Serving Clovis, Portales and the Surrounding Communities
SANTA FE — In a unanimous verdict issued Monday, the New Mexico Supreme Court affirmed the power of the governor’s office and Department of Health to restrict or close businesses through a public health order, rather than imposing such restrictions through a rulemaking process.
The decision upheld the state’s decision to ban indoor dining in July due to the increasing spread of COVID-19. The decision was challenged by a group of New Mexico businesses, and a temporary restraining order was issued July 21 by District Court Judge Raymond L. Romero. Later that evening, the governor’s office was granted a stay by the high court.
Outside of their connections to the New Mexico Restaurant Association, local eateries did not take part in the civil suit originally filed in Eddy County.

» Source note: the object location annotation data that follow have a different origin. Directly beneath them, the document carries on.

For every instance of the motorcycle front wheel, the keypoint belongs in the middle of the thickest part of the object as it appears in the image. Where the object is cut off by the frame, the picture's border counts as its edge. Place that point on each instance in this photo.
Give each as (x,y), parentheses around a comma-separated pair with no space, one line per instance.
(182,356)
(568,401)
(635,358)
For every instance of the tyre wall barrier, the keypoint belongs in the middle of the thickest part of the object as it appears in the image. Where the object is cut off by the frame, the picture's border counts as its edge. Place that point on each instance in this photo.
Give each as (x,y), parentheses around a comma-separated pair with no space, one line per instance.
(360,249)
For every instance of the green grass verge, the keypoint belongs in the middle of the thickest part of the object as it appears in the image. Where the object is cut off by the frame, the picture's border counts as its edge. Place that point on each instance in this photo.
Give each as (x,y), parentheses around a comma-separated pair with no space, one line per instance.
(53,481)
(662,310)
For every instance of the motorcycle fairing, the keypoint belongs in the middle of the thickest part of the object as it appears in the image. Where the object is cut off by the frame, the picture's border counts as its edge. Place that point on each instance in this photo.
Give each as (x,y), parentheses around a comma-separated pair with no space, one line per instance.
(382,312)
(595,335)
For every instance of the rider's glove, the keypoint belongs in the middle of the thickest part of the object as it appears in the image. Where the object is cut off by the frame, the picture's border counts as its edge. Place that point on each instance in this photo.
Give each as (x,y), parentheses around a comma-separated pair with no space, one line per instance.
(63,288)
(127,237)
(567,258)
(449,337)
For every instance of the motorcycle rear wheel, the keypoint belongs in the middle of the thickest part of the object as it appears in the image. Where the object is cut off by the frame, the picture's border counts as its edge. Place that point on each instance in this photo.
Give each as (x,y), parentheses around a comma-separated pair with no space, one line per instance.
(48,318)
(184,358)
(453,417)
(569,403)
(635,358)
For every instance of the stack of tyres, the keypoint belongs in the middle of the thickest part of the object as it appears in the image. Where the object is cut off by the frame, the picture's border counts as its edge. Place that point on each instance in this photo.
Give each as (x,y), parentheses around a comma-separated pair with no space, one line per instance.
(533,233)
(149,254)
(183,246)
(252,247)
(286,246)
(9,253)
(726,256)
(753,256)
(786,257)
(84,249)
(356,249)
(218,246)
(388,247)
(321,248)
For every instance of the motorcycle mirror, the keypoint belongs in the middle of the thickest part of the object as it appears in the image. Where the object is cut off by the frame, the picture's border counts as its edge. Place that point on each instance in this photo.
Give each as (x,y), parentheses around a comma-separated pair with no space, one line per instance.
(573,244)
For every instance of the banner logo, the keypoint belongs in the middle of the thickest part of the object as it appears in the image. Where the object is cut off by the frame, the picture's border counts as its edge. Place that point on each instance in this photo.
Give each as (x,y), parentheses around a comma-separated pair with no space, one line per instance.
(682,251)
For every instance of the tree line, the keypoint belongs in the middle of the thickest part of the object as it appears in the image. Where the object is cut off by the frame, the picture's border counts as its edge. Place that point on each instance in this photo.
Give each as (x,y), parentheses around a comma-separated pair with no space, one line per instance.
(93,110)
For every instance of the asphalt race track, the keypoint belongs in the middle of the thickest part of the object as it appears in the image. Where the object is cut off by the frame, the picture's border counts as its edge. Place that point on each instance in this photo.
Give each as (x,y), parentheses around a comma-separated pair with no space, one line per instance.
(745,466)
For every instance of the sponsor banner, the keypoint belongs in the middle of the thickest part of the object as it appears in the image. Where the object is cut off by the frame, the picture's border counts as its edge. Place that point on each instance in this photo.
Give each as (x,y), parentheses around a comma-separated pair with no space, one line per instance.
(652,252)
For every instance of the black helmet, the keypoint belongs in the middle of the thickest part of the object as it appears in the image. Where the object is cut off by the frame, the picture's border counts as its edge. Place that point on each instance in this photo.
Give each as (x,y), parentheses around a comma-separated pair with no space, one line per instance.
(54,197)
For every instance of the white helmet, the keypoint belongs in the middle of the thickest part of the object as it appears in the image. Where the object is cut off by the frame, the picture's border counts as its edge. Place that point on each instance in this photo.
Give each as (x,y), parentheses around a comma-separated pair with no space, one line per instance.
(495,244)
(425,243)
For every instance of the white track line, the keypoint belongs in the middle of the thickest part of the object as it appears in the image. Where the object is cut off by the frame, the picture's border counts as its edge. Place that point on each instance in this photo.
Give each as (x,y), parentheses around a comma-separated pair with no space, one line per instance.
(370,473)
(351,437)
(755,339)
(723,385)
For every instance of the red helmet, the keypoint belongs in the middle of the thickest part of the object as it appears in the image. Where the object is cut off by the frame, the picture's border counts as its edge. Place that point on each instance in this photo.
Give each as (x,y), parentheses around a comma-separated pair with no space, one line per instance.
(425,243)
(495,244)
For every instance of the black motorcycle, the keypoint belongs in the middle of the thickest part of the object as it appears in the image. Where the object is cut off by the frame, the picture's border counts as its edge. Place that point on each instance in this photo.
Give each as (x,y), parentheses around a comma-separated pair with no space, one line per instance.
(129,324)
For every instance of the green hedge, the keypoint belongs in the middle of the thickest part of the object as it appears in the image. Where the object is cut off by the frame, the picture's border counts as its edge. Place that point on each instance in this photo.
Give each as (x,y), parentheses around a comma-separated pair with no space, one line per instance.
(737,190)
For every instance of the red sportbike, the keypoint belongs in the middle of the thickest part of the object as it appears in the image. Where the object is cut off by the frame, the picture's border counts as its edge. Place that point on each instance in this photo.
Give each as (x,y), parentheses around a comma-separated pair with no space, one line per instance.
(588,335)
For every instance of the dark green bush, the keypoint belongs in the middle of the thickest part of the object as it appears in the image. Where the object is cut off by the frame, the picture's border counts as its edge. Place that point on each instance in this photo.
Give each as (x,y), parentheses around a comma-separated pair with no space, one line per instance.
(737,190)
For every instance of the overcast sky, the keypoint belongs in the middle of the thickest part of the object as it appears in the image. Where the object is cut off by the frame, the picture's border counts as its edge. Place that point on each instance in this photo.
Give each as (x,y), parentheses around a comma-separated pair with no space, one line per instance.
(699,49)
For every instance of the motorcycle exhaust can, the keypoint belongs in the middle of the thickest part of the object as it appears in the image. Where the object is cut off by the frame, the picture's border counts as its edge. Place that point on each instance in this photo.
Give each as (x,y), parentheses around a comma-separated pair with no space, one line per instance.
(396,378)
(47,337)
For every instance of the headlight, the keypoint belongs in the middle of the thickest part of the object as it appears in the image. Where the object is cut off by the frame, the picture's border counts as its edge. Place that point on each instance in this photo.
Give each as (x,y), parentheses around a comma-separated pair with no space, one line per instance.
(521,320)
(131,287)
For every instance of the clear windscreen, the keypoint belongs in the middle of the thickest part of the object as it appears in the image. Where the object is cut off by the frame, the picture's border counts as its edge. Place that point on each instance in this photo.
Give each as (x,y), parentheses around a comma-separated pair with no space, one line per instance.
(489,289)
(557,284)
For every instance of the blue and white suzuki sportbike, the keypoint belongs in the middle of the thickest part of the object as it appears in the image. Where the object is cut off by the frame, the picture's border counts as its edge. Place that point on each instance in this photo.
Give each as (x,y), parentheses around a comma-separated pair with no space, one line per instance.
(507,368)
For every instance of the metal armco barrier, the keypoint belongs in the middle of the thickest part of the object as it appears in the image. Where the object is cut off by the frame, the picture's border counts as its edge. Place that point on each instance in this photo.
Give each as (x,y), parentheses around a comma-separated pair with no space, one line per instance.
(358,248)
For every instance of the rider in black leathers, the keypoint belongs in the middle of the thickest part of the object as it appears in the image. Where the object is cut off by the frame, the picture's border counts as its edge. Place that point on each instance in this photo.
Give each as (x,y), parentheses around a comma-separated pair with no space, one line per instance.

In its decision, the court concluded the DOH was not required to follow rulemaking procedures, which can be lengthy and reqiure public comment, for emergency orders. It also rejected arguments to declare an end date to emergency orders so the Legislature could address the COVID-19 pandemic.
“New Mexico has not entered a ‘new normal,’ nor do the temporary emergency orders constitute ‘long-term policy’ decisions,” read the opinion written by former Justice Judith Nakamura. “The argument that special sessions of the Legislature should be used in lieu of Petitioners’ emergency orders is so facially unworkable that it only reinforces the conclusion that it was appropriate for the Legislature to grant the executive branch ample authority to immediately and flexibly respond to a public health emergency.”
Chief Justice Michael E. Vigil did not participate in the case.
Justice David K. Thomson wrote a concurring opinion warning the “broad and vague statutes” that grant emergency powers to the governor’s office, along with deference given to the office in emergencies, may provide long-term consequences to checks and balances.
He warned the executive office still have an obligation to show something is an emergency and that the means to address it are reasonable.”
“The majority’s holding should not communicate that executive or legislative responses to the pandemic will always receive the same level of judicial deference as when the crisis first emerged,” Thomson wrote. “I believe we must be wary of the precedent we set beyond the scope of the COVID-19 crisis.”